Up until the last moment, there were discussions within the IETF about the extent to which registries should be allowed to determine their own special language characteristics and how to use them. The authors of the voluminous new standards series about internationalised domains to be adopted as IDNA 2008 advocated stricter rules within the actual standard documents.
On the other hand, Vinton Cerf said that "in terms of the numerous special requests we strongly depend on the registries". The IETF's board asked the Turing Award 2004-winning co-author of IP to lead the hot-headed working group. Cerf said that the registries know best about language specific problems. In Minneapolis, he strongly advised to hold a final consultation with representatives of the Arabic countries, whose alphabet-related problems make the Germany's single "eszet" character seem rather unimportant. A separate standard document called BIDI, for example, allows domain names to be written from right to left. The current "consultation" relates to the various numbering systems within the Arabic language community.
Apart from the Western numbers 1,2,3, ..., which came to Europe from India via the Arabic countries, Arabic languages also use classical Eastern Arabic numerals, also called Indic numerals. Things get complicated because the numbers four, five and six are written differently in the Eastern and Western Arabic countries. The problem was further complicated by Unicode, the organisation that takes inventory and files the code of languages. Instead of just giving different character codes to the three character variations, Unicode gave different character codes to the entire two sets of numbers.
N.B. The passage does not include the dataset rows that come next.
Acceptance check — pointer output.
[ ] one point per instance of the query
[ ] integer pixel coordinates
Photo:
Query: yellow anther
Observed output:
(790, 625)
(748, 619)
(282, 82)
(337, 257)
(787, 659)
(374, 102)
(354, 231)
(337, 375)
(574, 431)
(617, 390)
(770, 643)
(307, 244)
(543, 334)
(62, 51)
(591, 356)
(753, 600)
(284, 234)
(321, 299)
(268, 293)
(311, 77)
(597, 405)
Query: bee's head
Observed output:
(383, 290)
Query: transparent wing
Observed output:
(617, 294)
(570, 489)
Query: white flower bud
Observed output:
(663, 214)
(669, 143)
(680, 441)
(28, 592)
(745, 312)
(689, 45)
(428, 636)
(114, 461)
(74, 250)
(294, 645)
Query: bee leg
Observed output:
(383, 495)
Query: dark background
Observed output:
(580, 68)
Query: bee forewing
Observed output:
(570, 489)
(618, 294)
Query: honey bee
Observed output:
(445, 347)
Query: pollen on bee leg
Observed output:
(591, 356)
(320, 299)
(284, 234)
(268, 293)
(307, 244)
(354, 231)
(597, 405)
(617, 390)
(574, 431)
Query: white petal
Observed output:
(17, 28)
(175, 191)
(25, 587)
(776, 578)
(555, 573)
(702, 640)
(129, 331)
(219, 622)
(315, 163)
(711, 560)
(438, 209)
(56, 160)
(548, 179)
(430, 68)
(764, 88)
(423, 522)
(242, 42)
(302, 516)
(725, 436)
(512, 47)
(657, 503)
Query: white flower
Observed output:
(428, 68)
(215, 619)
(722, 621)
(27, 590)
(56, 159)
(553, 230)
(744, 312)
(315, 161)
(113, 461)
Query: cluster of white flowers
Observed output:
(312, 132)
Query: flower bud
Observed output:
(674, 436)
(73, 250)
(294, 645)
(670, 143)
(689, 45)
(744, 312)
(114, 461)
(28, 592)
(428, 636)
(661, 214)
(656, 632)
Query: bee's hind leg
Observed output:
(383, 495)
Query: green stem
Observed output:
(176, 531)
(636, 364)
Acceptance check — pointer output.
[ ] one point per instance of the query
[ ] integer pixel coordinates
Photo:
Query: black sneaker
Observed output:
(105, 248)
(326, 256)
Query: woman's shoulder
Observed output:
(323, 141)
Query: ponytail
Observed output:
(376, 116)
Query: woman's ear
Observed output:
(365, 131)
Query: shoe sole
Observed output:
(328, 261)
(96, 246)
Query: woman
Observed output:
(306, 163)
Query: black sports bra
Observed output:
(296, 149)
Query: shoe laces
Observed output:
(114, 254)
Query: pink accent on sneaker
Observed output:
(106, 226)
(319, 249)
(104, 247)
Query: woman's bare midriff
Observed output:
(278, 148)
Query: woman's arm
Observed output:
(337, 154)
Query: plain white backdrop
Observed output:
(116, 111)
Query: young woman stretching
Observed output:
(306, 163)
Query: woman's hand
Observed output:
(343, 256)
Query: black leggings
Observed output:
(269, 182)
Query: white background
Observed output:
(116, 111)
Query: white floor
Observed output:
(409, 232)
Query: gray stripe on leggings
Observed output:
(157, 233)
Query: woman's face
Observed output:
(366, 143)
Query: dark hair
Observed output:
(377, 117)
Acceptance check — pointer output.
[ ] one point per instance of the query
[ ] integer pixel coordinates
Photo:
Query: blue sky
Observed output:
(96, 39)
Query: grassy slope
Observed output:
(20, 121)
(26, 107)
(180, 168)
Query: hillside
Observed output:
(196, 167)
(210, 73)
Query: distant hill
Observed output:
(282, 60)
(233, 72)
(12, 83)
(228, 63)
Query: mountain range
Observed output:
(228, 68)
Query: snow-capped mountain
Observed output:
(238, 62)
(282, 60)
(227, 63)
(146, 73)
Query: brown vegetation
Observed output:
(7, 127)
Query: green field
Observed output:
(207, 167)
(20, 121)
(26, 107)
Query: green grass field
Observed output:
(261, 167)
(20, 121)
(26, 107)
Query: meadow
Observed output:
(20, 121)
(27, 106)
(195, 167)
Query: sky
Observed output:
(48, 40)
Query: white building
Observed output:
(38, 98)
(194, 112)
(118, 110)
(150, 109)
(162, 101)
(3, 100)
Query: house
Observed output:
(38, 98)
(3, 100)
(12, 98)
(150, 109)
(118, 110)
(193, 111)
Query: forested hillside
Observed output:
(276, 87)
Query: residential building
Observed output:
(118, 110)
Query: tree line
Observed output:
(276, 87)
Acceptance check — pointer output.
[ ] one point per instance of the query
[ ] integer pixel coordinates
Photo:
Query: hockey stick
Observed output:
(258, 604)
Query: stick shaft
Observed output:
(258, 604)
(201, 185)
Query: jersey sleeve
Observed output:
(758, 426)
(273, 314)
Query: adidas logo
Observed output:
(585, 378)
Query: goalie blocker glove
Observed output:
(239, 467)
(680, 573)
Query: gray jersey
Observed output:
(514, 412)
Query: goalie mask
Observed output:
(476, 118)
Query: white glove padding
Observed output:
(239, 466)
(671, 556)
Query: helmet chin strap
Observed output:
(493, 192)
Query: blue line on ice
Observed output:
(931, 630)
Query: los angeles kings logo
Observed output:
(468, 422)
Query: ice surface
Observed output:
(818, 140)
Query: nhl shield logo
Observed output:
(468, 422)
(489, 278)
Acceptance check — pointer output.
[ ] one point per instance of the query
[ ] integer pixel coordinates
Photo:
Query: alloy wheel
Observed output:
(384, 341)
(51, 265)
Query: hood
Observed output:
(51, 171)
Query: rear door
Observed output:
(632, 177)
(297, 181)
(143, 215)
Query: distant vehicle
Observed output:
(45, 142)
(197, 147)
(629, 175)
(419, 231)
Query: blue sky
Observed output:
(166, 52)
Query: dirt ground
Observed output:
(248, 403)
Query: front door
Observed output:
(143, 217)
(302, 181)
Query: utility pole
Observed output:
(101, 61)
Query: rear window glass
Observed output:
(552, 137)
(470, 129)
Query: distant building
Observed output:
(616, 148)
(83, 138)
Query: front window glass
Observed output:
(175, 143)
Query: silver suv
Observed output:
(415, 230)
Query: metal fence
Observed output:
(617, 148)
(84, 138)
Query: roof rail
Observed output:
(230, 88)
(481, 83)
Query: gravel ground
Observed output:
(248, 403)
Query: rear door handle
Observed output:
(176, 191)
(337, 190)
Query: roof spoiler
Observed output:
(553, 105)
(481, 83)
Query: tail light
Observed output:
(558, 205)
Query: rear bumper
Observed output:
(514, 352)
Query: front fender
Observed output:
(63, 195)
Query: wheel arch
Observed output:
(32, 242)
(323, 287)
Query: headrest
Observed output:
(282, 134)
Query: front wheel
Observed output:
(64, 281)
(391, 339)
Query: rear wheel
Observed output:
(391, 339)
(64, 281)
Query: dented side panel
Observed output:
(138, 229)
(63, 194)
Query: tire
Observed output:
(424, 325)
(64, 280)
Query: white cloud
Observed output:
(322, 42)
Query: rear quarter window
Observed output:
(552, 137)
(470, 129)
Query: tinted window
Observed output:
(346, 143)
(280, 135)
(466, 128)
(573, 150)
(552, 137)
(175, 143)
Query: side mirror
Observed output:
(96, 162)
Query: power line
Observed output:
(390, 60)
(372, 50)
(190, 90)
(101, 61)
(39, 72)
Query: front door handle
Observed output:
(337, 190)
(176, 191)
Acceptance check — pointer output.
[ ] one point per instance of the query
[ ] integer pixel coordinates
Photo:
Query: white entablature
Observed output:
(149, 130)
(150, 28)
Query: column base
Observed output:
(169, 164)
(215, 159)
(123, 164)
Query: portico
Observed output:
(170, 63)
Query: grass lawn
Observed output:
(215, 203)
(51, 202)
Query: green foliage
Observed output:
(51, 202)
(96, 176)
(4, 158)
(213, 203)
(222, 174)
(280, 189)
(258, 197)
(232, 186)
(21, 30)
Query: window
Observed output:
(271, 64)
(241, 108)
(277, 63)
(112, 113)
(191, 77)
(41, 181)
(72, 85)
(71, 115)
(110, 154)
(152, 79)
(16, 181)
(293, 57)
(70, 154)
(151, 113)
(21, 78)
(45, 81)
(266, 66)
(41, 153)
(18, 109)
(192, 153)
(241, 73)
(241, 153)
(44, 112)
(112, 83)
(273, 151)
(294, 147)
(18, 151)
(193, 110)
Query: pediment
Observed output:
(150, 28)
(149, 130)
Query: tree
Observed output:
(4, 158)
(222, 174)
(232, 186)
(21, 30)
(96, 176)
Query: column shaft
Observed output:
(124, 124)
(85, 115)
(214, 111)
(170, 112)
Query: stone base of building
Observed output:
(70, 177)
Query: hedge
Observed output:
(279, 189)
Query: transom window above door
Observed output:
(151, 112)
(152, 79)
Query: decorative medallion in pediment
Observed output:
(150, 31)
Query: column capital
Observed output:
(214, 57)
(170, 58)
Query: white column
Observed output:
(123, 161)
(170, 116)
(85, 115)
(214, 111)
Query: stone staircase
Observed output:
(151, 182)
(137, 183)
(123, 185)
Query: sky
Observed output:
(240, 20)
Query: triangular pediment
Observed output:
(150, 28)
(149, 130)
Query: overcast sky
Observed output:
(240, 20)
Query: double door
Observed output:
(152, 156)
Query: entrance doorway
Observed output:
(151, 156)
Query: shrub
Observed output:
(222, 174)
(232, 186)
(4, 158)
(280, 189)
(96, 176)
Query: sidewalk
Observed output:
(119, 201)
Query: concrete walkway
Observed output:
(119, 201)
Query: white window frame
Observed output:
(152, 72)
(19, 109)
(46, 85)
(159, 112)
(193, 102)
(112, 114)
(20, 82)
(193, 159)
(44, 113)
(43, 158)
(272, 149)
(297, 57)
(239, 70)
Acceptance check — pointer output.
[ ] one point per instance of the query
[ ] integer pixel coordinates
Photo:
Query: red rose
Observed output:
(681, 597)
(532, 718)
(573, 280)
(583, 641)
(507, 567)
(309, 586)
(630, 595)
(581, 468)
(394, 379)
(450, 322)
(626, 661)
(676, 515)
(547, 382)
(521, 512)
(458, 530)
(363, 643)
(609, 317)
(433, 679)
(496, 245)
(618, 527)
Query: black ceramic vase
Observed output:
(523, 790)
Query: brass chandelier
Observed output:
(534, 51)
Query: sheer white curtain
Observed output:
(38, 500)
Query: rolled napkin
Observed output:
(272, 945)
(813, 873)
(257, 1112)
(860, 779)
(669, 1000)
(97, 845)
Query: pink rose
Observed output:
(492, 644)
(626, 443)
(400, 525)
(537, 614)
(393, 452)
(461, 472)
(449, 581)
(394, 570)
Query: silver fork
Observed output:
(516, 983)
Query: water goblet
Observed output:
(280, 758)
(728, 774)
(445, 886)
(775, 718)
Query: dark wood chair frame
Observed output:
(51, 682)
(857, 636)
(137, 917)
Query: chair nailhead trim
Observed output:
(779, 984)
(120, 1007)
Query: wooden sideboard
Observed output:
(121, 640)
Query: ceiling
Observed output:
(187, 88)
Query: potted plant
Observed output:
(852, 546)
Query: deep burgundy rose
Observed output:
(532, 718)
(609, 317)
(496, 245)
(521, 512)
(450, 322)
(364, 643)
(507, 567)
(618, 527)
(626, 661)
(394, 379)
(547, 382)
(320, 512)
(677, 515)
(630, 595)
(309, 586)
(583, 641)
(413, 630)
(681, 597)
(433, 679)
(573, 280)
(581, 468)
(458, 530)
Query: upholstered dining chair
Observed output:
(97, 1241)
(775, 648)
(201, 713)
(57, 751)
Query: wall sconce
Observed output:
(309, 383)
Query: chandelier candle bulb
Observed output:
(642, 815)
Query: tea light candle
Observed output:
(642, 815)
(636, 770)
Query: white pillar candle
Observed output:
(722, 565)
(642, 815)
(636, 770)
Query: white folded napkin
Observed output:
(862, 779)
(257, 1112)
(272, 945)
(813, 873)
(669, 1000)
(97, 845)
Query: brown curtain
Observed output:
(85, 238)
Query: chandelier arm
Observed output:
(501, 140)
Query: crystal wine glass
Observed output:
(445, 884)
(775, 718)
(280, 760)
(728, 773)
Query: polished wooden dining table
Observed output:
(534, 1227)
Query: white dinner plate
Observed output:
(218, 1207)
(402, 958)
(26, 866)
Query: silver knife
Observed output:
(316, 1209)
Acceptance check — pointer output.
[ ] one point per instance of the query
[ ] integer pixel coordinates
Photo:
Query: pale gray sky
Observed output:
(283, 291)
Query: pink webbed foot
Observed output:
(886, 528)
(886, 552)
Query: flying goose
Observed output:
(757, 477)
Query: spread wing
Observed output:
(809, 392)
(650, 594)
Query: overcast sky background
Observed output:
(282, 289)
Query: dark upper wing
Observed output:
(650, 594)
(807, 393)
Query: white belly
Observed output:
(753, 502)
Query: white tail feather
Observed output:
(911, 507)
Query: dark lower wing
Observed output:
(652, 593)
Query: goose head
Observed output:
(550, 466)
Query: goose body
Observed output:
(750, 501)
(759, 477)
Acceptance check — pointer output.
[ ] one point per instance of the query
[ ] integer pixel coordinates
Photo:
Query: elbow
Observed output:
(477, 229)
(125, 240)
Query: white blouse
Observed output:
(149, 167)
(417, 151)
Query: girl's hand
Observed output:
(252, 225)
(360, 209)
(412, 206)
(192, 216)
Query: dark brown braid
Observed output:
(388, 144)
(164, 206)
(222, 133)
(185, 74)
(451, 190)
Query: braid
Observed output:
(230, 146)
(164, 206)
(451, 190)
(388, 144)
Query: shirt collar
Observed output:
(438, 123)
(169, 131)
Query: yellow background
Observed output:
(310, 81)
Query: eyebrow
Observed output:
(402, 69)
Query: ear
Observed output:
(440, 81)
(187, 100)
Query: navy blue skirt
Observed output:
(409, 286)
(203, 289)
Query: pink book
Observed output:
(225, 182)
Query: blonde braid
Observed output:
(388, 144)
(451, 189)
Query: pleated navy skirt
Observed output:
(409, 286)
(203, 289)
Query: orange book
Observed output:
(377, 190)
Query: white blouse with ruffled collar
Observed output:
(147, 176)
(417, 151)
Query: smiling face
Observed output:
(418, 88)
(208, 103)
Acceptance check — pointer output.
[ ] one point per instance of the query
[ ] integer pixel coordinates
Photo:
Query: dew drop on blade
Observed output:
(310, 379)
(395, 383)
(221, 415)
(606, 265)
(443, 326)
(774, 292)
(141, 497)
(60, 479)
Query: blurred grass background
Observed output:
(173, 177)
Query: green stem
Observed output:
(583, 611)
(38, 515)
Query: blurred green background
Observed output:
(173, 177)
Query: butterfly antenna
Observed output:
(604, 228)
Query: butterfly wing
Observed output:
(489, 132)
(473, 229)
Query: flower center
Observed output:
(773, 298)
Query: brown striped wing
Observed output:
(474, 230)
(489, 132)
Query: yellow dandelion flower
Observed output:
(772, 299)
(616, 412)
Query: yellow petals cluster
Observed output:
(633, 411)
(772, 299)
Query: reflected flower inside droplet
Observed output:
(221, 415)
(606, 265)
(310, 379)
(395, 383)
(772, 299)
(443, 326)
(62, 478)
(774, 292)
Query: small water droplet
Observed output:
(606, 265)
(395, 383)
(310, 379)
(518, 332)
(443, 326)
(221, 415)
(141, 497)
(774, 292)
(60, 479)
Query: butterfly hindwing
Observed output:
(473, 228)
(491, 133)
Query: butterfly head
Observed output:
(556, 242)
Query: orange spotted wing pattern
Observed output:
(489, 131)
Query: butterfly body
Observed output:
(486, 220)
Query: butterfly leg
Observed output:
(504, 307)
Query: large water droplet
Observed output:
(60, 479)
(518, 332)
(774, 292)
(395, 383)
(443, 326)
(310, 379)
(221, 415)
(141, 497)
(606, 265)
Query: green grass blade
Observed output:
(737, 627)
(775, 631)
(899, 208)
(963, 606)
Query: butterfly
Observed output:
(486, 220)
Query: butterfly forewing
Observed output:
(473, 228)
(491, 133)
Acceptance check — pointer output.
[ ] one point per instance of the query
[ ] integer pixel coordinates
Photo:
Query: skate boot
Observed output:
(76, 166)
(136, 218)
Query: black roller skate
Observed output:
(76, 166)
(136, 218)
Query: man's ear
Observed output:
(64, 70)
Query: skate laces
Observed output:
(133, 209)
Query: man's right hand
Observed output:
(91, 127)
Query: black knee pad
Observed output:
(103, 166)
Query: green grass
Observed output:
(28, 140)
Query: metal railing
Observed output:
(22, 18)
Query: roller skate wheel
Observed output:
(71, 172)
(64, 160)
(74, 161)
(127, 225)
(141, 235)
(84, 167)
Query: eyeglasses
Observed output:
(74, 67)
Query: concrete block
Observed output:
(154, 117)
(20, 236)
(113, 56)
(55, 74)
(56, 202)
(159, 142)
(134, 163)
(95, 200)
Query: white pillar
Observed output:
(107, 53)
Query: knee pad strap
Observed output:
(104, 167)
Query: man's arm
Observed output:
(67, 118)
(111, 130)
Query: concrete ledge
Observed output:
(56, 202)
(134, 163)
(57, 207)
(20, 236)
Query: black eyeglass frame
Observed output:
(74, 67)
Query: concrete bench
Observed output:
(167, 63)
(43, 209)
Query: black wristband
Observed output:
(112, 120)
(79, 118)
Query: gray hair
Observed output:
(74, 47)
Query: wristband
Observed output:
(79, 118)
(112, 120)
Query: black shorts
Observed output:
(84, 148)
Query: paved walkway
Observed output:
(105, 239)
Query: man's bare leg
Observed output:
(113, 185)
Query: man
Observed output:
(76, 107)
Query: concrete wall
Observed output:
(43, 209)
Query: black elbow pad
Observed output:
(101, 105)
As a result, the Arabic number one matches two different Unicode character codes, depending on whether the Unicode character set for Western Arabic or Eastern Arabic is used.
If the two character sets are adopted and used in parallel, the overlap will at best cause confusion, at worst it will be exploited by phishers. Arabic language experts have now been asked to help decide whether to adopt only one of the character sets, whether to restrict domains to using one specific character set, or whether to only stipulate that the numbers can't appear right next to each other. Some observers think that the deadline of two weeks is much too short, warning that the whole standardisation process is far too driven by Western experts. Indeed it sometimes seems rather peculiar that Americans and Europeans should argue about the finer aspects of Persian, Urdu or Dhivehi – the language spoken in the Maldives.